A ideia de fronteira como parte limite de um espaço em relação ao outro, roubada da Geografia, é uma imagem muito forte com relação ao que Kardec pensou para o Espiritismo: ele seria uma filosofia de borde circundando outras formas de conhecimento.

Portanto, não seria estanque, adequar-se-ia como as margens de um rio ao desenvolvimento permanente da biologia, da sociologia, das artes, sem estabelecer limites aos novos e necessários contornos, que, com o tempo, suas relações necessitassem.

Não deveríamos vê-lo assim, como um sistema filosófico ou científico fechado, mas sim, como uma proposta capaz de influenciar os sistemas, modificando-os a partir da concepção de vida e tempo proposta.

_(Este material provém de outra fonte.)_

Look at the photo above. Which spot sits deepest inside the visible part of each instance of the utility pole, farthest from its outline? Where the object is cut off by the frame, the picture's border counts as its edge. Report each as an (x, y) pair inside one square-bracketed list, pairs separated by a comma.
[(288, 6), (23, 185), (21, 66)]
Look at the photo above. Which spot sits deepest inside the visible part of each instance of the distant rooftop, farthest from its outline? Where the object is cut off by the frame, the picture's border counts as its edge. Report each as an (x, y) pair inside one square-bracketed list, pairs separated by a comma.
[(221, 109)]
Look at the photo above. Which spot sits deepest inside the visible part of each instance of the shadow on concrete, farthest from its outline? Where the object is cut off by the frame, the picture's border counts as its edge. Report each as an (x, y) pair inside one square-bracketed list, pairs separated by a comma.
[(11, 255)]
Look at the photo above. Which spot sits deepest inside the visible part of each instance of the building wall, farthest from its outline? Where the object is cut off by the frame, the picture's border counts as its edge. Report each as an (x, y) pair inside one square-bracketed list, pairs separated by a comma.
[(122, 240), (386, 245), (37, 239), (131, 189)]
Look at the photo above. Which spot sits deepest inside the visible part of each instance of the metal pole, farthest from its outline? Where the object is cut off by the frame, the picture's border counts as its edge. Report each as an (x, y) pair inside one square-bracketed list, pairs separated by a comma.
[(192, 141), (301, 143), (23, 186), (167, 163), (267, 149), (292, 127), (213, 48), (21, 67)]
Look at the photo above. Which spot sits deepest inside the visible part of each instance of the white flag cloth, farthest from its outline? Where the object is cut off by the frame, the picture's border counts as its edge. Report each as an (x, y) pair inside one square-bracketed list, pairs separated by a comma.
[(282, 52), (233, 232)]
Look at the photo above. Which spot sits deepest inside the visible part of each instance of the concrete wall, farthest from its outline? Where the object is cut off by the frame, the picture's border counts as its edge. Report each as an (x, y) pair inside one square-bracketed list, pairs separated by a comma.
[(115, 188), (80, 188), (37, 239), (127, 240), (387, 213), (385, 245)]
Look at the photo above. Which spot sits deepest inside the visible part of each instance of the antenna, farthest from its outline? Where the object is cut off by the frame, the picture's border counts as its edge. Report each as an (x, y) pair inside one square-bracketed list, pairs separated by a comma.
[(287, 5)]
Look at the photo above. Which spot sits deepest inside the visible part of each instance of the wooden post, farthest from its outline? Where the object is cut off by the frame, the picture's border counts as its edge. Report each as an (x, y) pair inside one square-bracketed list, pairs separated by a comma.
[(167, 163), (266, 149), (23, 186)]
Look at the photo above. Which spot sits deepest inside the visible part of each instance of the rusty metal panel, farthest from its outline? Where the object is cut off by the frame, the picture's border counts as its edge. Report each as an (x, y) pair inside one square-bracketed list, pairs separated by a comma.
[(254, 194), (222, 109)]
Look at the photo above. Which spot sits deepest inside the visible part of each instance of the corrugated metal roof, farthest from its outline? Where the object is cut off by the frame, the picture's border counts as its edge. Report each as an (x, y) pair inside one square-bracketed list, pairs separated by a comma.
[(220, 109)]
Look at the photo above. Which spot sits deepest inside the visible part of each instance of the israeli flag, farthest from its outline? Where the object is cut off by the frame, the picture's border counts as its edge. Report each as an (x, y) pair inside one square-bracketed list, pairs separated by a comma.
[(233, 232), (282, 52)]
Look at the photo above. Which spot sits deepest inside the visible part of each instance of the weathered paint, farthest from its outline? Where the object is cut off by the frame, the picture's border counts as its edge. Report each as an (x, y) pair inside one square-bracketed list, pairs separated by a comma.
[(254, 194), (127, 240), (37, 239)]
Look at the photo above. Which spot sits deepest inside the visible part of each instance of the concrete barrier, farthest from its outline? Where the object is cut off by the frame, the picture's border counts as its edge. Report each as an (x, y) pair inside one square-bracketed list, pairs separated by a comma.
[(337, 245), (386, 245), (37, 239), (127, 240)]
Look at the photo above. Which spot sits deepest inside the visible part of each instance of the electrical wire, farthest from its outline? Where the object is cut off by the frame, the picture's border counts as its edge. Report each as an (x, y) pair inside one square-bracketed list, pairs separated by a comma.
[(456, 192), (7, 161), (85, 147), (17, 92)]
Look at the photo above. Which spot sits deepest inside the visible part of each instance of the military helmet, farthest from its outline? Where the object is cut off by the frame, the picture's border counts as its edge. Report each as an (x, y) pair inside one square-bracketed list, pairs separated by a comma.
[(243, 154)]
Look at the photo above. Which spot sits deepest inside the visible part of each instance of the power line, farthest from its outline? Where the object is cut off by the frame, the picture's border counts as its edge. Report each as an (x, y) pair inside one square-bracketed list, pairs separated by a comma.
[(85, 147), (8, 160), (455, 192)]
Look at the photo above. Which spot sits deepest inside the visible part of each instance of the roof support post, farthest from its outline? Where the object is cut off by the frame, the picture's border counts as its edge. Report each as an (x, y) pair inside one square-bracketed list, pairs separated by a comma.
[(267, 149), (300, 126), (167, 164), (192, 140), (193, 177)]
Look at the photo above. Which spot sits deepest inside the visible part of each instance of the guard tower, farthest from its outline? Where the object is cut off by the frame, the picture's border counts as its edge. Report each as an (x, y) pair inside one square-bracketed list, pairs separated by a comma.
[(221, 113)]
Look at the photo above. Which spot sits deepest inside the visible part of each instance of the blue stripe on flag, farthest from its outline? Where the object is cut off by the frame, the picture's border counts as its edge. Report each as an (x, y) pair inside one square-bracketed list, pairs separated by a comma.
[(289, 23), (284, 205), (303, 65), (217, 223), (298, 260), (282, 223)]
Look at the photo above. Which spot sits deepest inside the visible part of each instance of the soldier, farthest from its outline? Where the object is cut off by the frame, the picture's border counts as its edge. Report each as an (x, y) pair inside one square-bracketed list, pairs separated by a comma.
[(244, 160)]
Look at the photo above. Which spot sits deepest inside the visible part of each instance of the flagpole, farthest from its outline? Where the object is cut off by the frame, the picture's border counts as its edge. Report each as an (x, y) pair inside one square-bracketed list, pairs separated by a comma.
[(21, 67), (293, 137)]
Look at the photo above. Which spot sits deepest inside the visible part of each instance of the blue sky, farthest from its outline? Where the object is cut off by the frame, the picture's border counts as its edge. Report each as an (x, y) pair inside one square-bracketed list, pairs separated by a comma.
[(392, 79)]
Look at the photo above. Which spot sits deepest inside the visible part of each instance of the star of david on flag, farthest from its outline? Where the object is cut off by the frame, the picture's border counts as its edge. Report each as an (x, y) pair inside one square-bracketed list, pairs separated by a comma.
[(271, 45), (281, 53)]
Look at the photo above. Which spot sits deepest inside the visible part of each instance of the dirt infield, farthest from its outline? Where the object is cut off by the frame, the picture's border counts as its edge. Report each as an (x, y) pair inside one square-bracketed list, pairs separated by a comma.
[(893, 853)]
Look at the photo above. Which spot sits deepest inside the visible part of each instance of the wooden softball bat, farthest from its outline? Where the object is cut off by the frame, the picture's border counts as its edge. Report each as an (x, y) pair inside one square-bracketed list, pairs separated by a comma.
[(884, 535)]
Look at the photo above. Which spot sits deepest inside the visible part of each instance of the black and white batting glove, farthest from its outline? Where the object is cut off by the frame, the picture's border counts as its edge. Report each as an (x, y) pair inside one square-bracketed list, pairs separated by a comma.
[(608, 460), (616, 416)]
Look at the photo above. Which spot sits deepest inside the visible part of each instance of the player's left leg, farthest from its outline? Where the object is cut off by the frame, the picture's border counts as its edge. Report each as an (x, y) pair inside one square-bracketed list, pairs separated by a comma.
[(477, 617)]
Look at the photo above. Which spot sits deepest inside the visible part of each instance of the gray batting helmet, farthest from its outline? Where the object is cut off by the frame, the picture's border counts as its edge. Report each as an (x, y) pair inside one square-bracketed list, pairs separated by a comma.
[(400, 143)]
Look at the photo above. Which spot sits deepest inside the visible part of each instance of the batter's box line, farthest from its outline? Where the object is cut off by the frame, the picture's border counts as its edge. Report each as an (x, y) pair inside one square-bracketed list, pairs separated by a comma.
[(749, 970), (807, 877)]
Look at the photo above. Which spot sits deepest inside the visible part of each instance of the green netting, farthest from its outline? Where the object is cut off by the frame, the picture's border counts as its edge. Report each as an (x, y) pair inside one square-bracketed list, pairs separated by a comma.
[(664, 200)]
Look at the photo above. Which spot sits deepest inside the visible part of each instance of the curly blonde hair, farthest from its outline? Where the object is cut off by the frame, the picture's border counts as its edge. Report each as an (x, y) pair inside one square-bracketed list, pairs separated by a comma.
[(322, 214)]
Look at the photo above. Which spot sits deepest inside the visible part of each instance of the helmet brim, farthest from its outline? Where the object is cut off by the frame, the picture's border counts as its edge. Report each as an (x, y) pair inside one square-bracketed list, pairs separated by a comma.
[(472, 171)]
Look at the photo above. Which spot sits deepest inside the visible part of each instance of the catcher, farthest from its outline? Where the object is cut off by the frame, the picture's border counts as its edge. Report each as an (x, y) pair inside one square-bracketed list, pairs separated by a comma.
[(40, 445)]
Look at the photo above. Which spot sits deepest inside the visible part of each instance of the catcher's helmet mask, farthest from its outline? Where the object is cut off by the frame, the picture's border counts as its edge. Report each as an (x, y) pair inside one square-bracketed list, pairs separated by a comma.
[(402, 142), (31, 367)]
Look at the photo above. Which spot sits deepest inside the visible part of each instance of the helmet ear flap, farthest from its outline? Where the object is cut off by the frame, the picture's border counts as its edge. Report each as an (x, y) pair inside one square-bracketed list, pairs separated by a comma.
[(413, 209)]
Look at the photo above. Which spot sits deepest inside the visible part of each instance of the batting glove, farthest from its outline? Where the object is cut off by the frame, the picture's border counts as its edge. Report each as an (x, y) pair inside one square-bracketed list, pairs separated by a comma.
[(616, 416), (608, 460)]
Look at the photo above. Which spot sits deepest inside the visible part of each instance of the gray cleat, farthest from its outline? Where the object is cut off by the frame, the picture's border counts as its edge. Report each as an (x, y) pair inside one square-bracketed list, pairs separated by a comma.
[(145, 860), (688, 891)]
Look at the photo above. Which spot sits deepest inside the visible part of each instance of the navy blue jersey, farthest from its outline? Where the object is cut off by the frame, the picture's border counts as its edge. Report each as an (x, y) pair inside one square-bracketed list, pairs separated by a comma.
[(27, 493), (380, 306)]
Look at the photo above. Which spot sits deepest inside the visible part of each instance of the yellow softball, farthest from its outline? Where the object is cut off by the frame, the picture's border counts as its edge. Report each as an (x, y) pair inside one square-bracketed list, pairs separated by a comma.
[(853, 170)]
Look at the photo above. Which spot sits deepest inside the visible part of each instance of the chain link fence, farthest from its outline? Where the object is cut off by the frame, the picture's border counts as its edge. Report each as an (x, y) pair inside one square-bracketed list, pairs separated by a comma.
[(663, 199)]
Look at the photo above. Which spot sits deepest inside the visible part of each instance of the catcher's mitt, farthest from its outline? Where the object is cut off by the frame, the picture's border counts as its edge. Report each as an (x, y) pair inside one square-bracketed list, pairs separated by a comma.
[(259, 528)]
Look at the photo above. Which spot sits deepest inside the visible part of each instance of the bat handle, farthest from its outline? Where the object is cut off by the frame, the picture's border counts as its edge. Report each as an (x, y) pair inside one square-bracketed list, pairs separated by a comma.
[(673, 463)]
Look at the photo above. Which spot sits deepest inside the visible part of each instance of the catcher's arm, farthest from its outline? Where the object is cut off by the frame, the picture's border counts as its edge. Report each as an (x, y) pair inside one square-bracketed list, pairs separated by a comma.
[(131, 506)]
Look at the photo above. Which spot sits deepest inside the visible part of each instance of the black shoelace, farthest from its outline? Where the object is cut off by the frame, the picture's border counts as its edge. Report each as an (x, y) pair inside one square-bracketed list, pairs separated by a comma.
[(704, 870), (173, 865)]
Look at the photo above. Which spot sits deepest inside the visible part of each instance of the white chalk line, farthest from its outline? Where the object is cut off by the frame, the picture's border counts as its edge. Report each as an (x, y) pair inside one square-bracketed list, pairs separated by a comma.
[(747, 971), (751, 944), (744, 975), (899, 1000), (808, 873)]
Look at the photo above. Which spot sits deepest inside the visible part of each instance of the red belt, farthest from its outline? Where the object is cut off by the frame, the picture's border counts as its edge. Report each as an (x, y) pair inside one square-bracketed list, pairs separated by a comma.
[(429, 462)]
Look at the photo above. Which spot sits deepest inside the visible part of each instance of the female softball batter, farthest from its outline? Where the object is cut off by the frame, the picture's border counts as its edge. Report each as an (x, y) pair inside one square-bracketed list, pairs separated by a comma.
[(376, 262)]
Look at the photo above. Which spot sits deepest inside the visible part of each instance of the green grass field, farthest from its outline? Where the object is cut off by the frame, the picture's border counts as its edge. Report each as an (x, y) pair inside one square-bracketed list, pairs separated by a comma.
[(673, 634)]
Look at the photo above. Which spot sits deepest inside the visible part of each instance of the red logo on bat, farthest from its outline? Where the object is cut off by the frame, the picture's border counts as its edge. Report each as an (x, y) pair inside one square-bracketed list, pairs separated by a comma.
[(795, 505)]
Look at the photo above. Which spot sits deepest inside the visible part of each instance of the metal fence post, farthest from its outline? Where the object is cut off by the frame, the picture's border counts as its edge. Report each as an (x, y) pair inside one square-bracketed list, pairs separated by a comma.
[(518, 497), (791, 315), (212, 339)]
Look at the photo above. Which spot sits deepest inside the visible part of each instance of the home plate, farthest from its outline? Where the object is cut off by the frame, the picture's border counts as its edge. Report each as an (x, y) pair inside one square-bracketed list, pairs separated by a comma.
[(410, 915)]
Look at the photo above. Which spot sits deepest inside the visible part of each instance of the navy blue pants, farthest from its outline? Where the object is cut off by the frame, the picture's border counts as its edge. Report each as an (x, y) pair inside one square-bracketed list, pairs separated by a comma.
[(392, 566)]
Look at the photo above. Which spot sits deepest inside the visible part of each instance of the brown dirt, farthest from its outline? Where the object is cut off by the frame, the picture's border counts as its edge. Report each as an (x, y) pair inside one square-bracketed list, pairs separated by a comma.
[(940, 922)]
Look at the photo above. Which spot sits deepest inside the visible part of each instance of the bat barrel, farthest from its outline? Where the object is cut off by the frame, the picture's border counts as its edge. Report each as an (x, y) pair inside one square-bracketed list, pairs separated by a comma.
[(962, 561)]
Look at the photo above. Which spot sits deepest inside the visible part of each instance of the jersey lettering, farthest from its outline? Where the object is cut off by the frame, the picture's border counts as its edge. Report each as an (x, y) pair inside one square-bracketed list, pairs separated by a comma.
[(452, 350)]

A influência desta ideia se dará em um tempo muito lento, muito maior do que imaginamos, pois as transformações são devagar.

Na pré-história, John Desmond Clark, nos aconselha a crer que, no interior das lentíssimas ondas iniciais da história humana, os diversos níveis culturais foram atingidos através de uma série de estágios de transição, inicialmente numa rápida sucessão e, a seguir, mais graduais, enquanto uma nova meta não fosse atingida.

Morfologicamente, cada espécie seguiu a sua evolução própria, sua própria linha reta em direção ao contínuo aperfeiçoamento e desenvolvimento. O cavalo, por exemplo, até trinta e oito milhões de anos atrás, não conseguia superar 50 centímetros de altura; há vinte e seis milhões de anos atingia 70 centímetros; há sete milhões de anos havia alcançado o metro; há dois milhões de anos, chegou a 120 centímetros e há dois milhões de anos permanece tendo um metro e meio.

"O Senhor Deus formou, pois o homem do barro da terra e aspirou-lhes nas narinas um sopro de vida, e o homem se tornou um ser vidente". (Gênesis 1.2.7)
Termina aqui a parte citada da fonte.